HPCPipeline¶

The HPCPipeline class is part of the framework3.plugins.pipelines.parallel module and is designed to facilitate high-performance computing (HPC) tasks within the framework. This pipeline is optimized for parallel processing, allowing for efficient execution of complex workflows across distributed systems.

Module Contents¶

`framework3.plugins.pipelines.parallel.parallel_hpc_pipeline` ¶

`HPCPipeline` ¶

Bases: ParallelPipeline

High Performance Computing Pipeline using MapReduce for parallel feature extraction.

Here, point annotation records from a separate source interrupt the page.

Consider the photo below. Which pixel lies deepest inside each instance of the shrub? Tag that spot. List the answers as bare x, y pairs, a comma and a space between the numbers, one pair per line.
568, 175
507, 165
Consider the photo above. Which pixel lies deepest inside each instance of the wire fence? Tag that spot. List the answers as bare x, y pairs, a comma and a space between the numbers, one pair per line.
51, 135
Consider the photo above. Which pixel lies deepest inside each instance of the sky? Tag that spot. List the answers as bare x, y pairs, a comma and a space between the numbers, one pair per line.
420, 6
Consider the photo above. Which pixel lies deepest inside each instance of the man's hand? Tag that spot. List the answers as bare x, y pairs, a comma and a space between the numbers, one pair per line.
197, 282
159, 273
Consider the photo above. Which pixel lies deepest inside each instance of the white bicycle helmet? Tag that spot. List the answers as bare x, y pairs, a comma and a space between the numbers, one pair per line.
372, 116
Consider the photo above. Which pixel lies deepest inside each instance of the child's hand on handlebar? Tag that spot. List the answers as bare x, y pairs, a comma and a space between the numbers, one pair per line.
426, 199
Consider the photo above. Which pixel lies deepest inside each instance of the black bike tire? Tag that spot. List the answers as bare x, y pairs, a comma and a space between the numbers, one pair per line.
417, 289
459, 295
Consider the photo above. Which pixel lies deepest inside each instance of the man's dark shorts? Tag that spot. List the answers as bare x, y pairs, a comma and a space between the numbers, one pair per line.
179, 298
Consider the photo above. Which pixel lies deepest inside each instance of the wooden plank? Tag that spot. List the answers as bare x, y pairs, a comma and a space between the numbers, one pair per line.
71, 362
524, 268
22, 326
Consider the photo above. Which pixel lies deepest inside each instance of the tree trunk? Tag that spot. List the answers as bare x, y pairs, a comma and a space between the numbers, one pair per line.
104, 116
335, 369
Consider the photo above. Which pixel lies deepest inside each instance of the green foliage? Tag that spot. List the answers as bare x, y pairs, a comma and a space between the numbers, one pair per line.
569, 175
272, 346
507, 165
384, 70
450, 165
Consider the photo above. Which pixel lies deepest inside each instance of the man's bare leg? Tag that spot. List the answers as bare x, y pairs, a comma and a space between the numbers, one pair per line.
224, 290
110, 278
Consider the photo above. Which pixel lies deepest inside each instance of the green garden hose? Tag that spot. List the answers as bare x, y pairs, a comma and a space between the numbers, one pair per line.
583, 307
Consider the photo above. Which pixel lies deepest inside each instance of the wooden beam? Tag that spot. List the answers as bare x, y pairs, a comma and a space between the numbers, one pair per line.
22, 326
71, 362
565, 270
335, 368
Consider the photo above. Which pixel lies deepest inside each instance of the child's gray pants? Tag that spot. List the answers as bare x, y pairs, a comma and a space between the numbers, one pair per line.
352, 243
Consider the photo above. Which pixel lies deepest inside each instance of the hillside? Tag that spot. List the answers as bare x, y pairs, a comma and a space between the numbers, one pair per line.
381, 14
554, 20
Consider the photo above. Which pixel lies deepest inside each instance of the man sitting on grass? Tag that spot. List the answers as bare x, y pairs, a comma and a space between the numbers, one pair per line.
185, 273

This pipeline applies a sequence of filters to the input data using a MapReduce approach, enabling parallel processing and potentially improved performance on large datasets.

Key Features

Parallel processing of filters using MapReduce
Scalable to large datasets
Configurable number of partitions for optimization

Usage

from framework3.plugins.pipelines.parallel import HPCPipeline
from framework3.base import XYData

filters = [Filter1(), Filter2(), Filter3()]
pipeline = HPCPipeline(filters, app_name="MyApp", master="local[*]", numSlices=8)

x_data = XYData(...)
y_data = XYData(...)

pipeline.fit(x_data, y_data)
predictions = pipeline.predict(x_data)

Attributes:

Name	Type	Description
`filters`	`Sequence[BaseFilter]`	A sequence of filters to be applied to the input data.
`numSlices`	`int`	The number of partitions to use in the MapReduce process.
`app_name`	`str`	The name of the Spark application.
`master`	`str`	The Spark master URL.

Methods:

Name	Description
`fit`	XYData, y: Optional[XYData]): Fit the filters in parallel using MapReduce.
`predict`	XYData) -> XYData: Make predictions using the fitted filters in parallel.
`evaluate`	XYData, y_true: XYData \| None, y_pred: XYData) -> Dict[str, Any]: Evaluate the pipeline using provided metrics.

Source code in framework3/plugins/pipelines/parallel/parallel_hpc_pipeline.py

@Container.bind()
class HPCPipeline(ParallelPipeline):
    """
    High Performance Computing Pipeline using MapReduce for parallel feature extraction.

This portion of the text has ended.